Son homologue écossaise Nicola Sturgeon répondait d’abord par un gazouillis reconnaissant l’autorité du verdict de la Cour suprême. Témoignant sa déception, elle y voyait la démonstration de la fausseté du caractère volontaire de l’Union. Elle affirmait son intention de s’engager sur une autre voie démocratique que celle verrouillée par le gouvernement britannique.

Nicola Sturgeon, première ministre d’Écosse, s’adresse aux médias alors qu’elle rencontre les nouveaux députés de son parti à Westminster. Au lendemain du verdict de la Cour suprême, elle a annoncé sa volonté de tenir un référendum de facto à l’occasion des prochaines élections écossaises, en principe prévues pour 2026. (AP Photo/Kirsty Wigglesworth, File)

Puis, au terme d’un plaidoyer empreint de démocratisme et d’une critique acerbe de l’impasse proposée par Westminster, elle annonçait sa volonté de tenir un référendum de fait à l’occasion des prochaines élections écossaises, en principe prévues pour 2026. Selon l’évolution des sondages et les péripéties qui ne manqueront pas de marquer les prochains mois, l’exécutif écossais pourrait cependant décider de les convoquer plus tôt que prévu.

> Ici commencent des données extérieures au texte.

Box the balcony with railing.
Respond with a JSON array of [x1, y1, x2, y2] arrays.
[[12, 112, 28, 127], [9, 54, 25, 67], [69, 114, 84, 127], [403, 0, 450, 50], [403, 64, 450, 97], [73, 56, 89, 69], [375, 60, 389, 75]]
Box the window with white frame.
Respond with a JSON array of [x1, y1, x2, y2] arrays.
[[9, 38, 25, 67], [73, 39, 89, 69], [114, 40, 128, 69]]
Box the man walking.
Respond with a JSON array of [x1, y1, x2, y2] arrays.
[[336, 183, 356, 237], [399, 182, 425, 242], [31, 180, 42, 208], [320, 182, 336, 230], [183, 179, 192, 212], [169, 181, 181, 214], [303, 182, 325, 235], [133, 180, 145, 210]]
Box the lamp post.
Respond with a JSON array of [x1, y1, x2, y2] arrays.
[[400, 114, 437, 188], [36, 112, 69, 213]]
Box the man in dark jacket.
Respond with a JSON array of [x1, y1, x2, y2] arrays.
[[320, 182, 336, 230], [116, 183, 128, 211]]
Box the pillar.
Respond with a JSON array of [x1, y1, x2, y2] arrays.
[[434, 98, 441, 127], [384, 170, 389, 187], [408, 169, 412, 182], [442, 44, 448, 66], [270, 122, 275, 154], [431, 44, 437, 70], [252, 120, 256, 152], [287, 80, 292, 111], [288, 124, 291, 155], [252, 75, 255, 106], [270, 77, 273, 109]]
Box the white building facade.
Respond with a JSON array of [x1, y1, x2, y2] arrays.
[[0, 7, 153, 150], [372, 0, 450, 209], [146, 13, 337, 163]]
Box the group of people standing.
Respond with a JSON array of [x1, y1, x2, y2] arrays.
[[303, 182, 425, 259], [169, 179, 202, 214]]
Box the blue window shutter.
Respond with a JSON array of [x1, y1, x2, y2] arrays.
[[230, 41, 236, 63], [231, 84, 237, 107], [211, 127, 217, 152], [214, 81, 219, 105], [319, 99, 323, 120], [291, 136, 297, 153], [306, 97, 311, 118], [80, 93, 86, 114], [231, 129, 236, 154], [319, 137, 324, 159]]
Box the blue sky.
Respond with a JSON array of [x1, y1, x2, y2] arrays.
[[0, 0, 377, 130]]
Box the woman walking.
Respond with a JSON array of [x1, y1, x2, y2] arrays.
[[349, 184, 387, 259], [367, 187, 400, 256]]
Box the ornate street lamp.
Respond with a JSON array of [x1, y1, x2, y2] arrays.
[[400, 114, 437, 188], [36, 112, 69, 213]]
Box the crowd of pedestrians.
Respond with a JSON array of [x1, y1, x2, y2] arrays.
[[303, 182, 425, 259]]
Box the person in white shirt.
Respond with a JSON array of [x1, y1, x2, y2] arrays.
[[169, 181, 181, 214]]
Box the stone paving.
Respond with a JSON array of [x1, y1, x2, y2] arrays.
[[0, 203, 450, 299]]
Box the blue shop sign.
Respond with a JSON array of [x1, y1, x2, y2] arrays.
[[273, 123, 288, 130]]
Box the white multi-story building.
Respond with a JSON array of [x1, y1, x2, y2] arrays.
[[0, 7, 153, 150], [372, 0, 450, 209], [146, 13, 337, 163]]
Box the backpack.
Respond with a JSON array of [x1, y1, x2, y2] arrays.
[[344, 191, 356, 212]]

La voie démocratique d’un référendum — même consultatif — refusée par le gouvernement britannique n’est donc pas accessible unilatéralement au gouvernement écossais, au plan constitutionnel comme au regard des conséquences qu’il emporterait sur le plan démocratique. Il y a fort à parier qu’une élection où l’enjeu de l’indépendance serait aussi clairement identifié aurait des conséquences considérables sur la légitimité de l’ordre constitutionnel britannique, ouvrant par cette autre voie démocratique bien plus qu’un chemin de corde.